August
These are the sultry days of deep summer.
August, and about the time of year I begin looking forward to winter. More precisely, about the time when I begin to let go of the flourishing spring and summer seasons. For one thing, nature is not flourishing anymore, in the sense of being full of energy, new life, and growing. These are the sultry days of deep summer. The new broods of ducks and geese on the pond are nearly as big as their parents and paddle past us with smug expressions, heads aloft, skipping out of line with the grown-ups. I think of them as eager to get on with the big trip south they have been hearing about since day one. They are ready. “Wanna fly.”
We are waiting for the fruit on the apple and peach trees to ripen, which it is doing without urgency, growing fat in the heat, hanging idling, unaware that eventually, the tree will dismiss it to the ground with a sudden plop. Off you go. Good luck. We remember the excitement over the spring blossoms. All the work since has been happening in the basement, unseen but important—like most basement work.
Yellow, Black-eyed Susans, and Queen Anne’s Lace are what remain of native perennials in our field and along the roadsides, surrounded by the spent flowers of pink clover.

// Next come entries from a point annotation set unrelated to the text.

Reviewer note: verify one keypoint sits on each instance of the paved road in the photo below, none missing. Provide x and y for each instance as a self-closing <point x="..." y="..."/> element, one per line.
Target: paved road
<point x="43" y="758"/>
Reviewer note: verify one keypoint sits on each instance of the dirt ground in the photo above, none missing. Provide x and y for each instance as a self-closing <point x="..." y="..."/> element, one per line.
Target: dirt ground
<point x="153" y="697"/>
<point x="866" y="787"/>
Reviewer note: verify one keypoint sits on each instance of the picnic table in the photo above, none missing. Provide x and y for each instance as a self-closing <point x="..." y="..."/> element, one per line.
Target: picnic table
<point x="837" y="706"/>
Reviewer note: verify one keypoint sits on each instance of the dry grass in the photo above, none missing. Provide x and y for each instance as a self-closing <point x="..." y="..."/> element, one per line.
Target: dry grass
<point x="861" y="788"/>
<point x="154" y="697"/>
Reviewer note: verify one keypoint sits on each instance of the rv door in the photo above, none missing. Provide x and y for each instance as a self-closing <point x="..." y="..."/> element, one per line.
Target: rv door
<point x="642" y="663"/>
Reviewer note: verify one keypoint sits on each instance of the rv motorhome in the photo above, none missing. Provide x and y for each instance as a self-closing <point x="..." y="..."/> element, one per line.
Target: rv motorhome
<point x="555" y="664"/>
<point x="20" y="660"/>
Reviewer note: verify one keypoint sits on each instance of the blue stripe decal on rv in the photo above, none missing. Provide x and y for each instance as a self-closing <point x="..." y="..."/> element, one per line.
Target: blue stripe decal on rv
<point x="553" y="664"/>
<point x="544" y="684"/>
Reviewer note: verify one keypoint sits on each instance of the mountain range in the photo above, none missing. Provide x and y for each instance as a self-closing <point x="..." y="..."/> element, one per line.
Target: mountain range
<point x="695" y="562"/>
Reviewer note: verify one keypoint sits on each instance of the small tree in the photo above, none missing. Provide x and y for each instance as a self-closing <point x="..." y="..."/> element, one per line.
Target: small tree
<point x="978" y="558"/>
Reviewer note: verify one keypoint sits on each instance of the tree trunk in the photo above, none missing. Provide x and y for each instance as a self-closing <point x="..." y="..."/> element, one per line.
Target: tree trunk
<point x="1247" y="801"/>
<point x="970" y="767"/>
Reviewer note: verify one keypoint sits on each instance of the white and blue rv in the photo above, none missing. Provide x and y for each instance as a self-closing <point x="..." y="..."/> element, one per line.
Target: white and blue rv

Phlox blooms are arriving, getting more plentiful around the property every year. But, mostly, we have been preoccupied with dead-heading plants, such as the mountain laurel, the hostas, and the daylilies. Their flowers have come and gone and what remains has folded into the dark green tableau of the season. I could not tell you at this point which variety produced which color flower. I will have to wait until next year to be reminded.
The one thing left to bloom before the autumn colors take center stage will be the white and blue wood asters, which are among my favorites because they are the late bloomers. I am a fan of late bloomers. Ask yourself, where are all the early bloomers from high school? (Folded into the tableau with the rest of us.)
The lawn has burned out in the usual places. I am down to cutting it every seven or eight days instead of every four. By mid-month, it will be every ten days; well-timed for when I am tired of cutting it altogether.
I am at the point of letting go of spring and summer.
I had an Aunt afflicted by seasonal affective disorder, appropriately (and neatly) known as SAD. Not I. I have had enough of cutting lawns, raking leaves, shoveling snow, and dodging black flies in time for rescue by each new season. Having said that, autumn is the only season that has me slightly panicked when it comes to an end, which it does abruptly, generally with one significant downpour that strips leaves from the trees. We say there is no spring in New Hampshire, that we go from winter to summer with an intervening mud season. But there are crocuses, then daffodils, then buds on the trees, and birds returning. Winter rolls into spring. Summer rolls into fall. Fall just ends. Most years we wake up one morning, the leaves are gone, and the wait for snow begins, which is like anticipating highwaymen you have been told are riding toward the village. We wait and watch from indoors.
I woke up at four-thirty yesterday morning and it was dark. The last time I woke up at four-thirty in the morning—not too long ago—it was light, and the birds were active and singing. I am glad that it is dark again at four-thirty in the morning. If you have to get up that early, your reward should be darkness. Where is the return without it? If you are climbing back into bed after only a moment, it should still feel like nighttime. If you are beginning an early commute, it should feel satisfying to be across the starting line as you drive past your neighbors' dark houses.
A few times when we were young, my father collected us from bed in the morning for a ride on the commuter train and a visit to his office in New York City. We would go to lunch, then be placed on the train home where my mother would be waiting to collect us. Of all the impressions left by those occasions, one looms larger than the rest: it was dark when we got up, as we ate a hurried breakfast, and left the house. As children, nothing ever separated my father’s world more from us than the fact he was up before sunrise and gone before we were downstairs. Once a year we would be allowed to step across that boundary.
It is the time of year I begin to let go of the spring and summer seasons. But there is plenty else I can hold on to.